PYODERMA GANGRENOSUM (PG) ICD-10: L88
PG is an idiopathic, either acute or chronic, severely debilitating skin disease.
It is characterized by neutrophilic infiltration, destruction of tissue, and ulceration.
It occurs most commonly in association with a systemic disease, especially arthritis, inflammatory bowel disease, hematologic dyscrasias, and malignancy, but may also occur alone.
Characterized by the presence of painful, irregular, boggy, blue–red ulcers with undermined borders and purulent necrotic bases.
It is a diagnosis of exclusion.
The mainstays of treatment are immunosuppressive or immunomodulating agents.
Relapses occur in most patients and there is significant morbidity.

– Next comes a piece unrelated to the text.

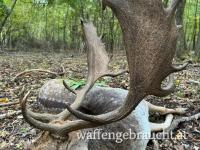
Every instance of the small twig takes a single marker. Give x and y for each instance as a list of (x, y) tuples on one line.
[(155, 144), (177, 121), (69, 88), (9, 104), (9, 114), (36, 70), (116, 74)]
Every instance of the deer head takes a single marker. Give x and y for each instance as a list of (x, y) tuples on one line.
[(150, 36)]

Rare, prevalence unknown. All age groups affected with a peak between 40 and 60 years. Slight preponderance of females.
ETIOLOGY AND PATHOGENESIS
Unknown. Although called pyoderma, it does not have a microbial etiology. Pyoderma gangrenosum (PG) is counted among the neutrophilic dermatoses because of the massive neutrophilic infiltrates within the skin. It may belong to the autoinflammatory disease spectrum.

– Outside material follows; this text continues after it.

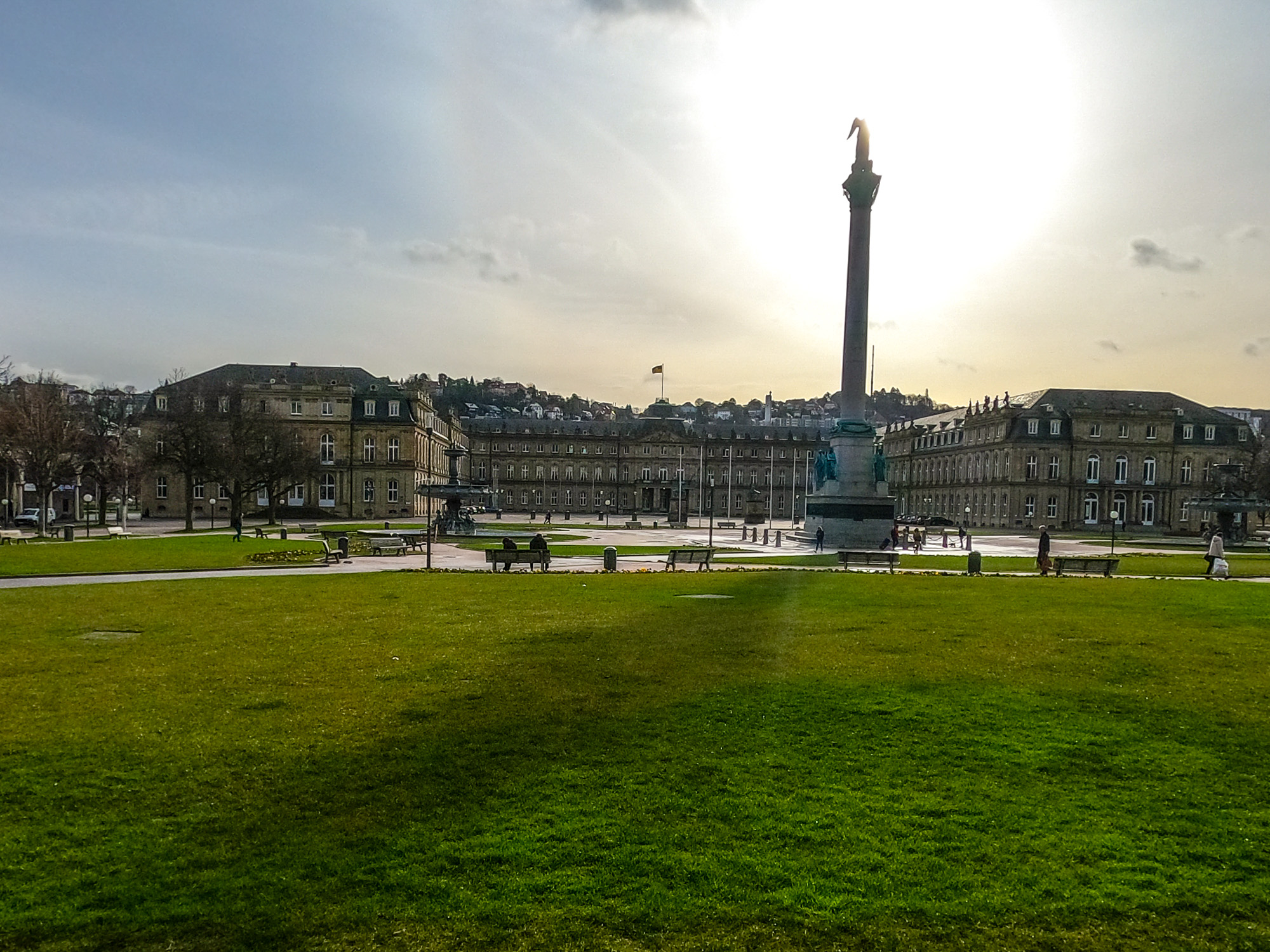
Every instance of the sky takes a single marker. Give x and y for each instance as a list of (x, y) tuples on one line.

THREE TYPES Acute: Acute onset with painful hemorrhagic pustule or painful nodule either de novo or after trauma. There is the phenomenon of pathergy, where a needle prick, insect bite, biopsy, or other minimal trauma can trigger a lesion. Chronic: Slow progression with granulation and hyperkeratosis. Less painful. Bullous: True blisters often hemorrhagic and associated with hematologic disease.

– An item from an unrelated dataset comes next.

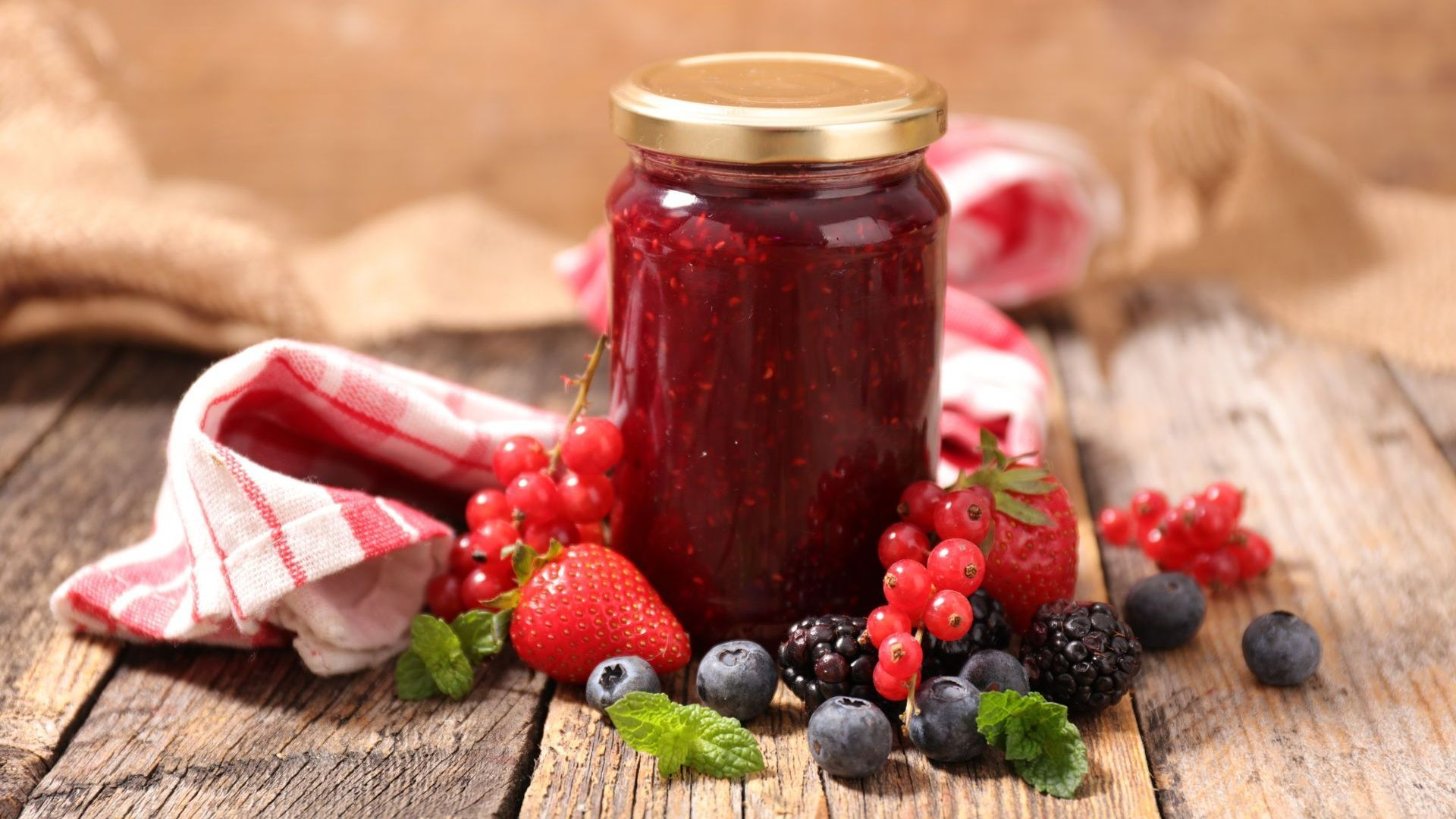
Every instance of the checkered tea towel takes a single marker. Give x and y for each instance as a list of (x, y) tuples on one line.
[(255, 544)]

SKIN LESIONS Acute: Superficial hemorrhagic pustule surrounded by erythematous halo; very painful (Fig. 7-1). Breakdown occurs with ulcer formation, whereby ulcer borders are dusky-red or purple, irregular and raised, undermined, and boggy with perforations that drain pus (Fig. 7-2). The base of the ulcer is purulent with hemorrhagic exudate, partially covered by necrotic eschar (Fig. 7-3), with or without granulation tissue. Pustules both at the advancing border and in the ulcer base; a halo of erythema spreads centrifugally at the advancing edge of the ulcer (Fig. 7-3). Chronic: Lesions may slowly progress, grazing over large areas of the body and exhibiting massive granulation within the ulcer from the outset (Fig. 7-4) with crusting and even hyperkeratosis on the margins (Fig. 7-5). Lesions are usually solitary but may be multiple and form clusters that coalesce. Most common sites: Lower extremities (Figs. 7-2 and 7-5) > buttocks > abdomen (Fig. 7-3) > face (Fig. 7-4). Healing of ulcers results in thin atrophic cribriform scars. Bullous: Blisters from the outset, often hemorrhagic, followed by ulceration.
Pyoderma gangrenosum The initial lesion is a rapidly enlarging hemorrhagic nonfollicular pustule surrounded by an erythematous halo and is very painful.
Pyoderma gangrenosum Lesions rapidly break down in the center and become boggy, hemorrhagic, and purulent ulcers.